A better approach is to use a cryptosystem that is provably secure under chosen-ciphertext attack, including (among others) RSA-OAEP secure under the random oracle heuristics, Cramer-Shoup which was the first public key practical system to be secure. For symmetric encryption schemes, it is known that authenticated encryption, which is a primitive based on symmetric encryption, gives security against chosen ciphertext attacks, as was first shown by Jonathan Katz and Moti Yung.

==Varieties==
Chosen-ciphertext attacks, like other attacks, may be adaptive or non-adaptive. In an adaptive chosen-ciphertext attack, the attacker can use the results from prior decryptions to inform their choices of which ciphertexts to have decrypted. In a non-adaptive attack, the attacker chooses the ciphertexts to have decrypted without seeing any of the resulting plaintexts. After seeing the plaintexts, the attacker can no longer obtain the decryption of additional ciphertexts.

===Lunchtime attacks===
A specially-noted variant of the chosen-ciphertext attack is the "lunchtime," "midnight," or "indifferent" attack in which an attacker may make adaptive chosen-ciphertext queries but only up until a certain point after which the attacker must demonstrate some improved ability to attack the system. The term "lunchtime attack" refers to the idea that a user's computer, with the ability to decrypt, is available to an attacker while the user is out to lunch.
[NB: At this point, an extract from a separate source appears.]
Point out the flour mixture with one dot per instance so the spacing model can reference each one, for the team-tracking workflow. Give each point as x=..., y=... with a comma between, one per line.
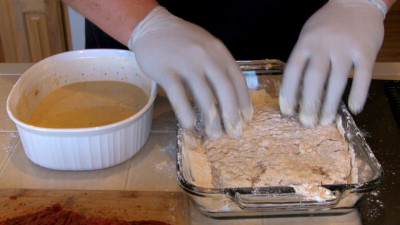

That form of the attack was the first one commonly discussed: obviously, if the attacker has the ability to make adaptive chosen ciphertext queries, no encrypted message would be safe, at least until that ability is taken away. The attack is sometimes called the "non-adaptive chosen ciphertext attack"; Here, "non-adaptive" refers to the fact that the attacker cannot adapt the queries in response to the challenge, which is given after the ability to make chosen ciphertext queries has expired.

===Adaptive chosen-ciphertext attack===

A (full) adaptive chosen-ciphertext attack is an attack in which ciphertexts may be chosen adaptively before and after a challenge ciphertext is given to the attacker, with only the stipulation that the challenge ciphertext may not itself be queried. That is a stronger attack notion than the lunchtime attack and is commonly referred to as a CCA2 attack, as compared to a CCA1 (lunchtime) attack. Few practical attacks are of this form. Rather, this model is important for its use in proofs of security against chosen-ciphertext attacks. A proof that attacks in this model are impossible implies that any realistic chosen-ciphertext attack cannot be performed.

A practical adaptive chosen-ciphertext attack is the Bleichenbacher attack against PKCS#1.

Numerous cryptosystems are proven secure against adaptive chosen-ciphertext attacks. Some prove that the security property is based only on algebraic assumptions. Others additionally require an idealized random oracle assumption. For example, the Cramer-Shoup system is secure based on number theoretic assumptions and no idealization, and after a number of subtle investigations, it was also established that the practical scheme RSA-OAEP is secure under the RSA assumption in the idealized random oracle model.